Design and construction
- Architect(s): Axel Cederberg

= Gamla bankhuset =

Gamla bankhuset in Umeå, Sweden is a listed yellow two-storey stone building in Neo-Renaissance style that was built in 1877. The building is located at Storgatan 34, by the north stronghold of the bridge Tegsbron. Because of the building's rounded corners it has been nicknamed Smörasken (the "Butter dish").

== The building ==
The building is built of stone in a typical renaissance style by a floor plan from 1877 by Axel Cederberg at the Road and Waterway Construction Service Corps. Cederberg was at this time the city's technical advisor. The building has two floors and is painted yellow. Originally the bank hall and the offices were located on the ground floor and the upper floor was for the bank manager.
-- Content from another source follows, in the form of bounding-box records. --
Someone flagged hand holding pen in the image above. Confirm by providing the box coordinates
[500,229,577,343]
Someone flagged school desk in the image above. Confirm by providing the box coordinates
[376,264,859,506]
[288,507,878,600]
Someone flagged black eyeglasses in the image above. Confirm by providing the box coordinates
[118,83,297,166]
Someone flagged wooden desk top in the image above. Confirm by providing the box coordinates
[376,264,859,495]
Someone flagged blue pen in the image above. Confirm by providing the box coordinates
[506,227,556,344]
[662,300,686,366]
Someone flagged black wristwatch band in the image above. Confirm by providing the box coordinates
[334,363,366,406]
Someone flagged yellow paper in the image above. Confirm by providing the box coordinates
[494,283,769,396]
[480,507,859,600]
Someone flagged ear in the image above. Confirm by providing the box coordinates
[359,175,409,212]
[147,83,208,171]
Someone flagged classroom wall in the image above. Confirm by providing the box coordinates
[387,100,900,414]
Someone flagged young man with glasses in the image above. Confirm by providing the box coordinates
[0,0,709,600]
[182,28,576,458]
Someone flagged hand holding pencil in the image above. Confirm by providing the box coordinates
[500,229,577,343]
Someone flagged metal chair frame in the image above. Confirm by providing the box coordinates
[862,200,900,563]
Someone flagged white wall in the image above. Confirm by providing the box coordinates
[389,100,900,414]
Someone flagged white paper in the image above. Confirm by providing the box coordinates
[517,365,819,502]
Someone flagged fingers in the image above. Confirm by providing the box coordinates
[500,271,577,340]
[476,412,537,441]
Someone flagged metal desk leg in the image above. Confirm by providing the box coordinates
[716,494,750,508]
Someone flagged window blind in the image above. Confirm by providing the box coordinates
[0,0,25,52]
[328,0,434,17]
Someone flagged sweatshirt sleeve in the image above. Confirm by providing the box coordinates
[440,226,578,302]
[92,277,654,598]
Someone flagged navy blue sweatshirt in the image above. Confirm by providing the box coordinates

The upper floor had a big apartment with six rooms and a bachelor room.

== History ==
The building was Westerbottens enskilda banks first bank building. After the great fire in Umeå in 1888 the possibility of opening a new bank building that was more centrally located and had a better representative position became possible. In 1894 the bank moved its operations to the new bank building, what currently is Handelsbanken at Rådhusparken's east side. The old bank building was instead used as an apartment building. The building has over the years housed various businesses, including being a temporary storehouse for Västerbottens museum's collections 1936-1946, Umeå City Library 1935-1954. The house is since 1980 a listed building, and is now owned by Umeå Energi, which in 1992 did extensive restorations.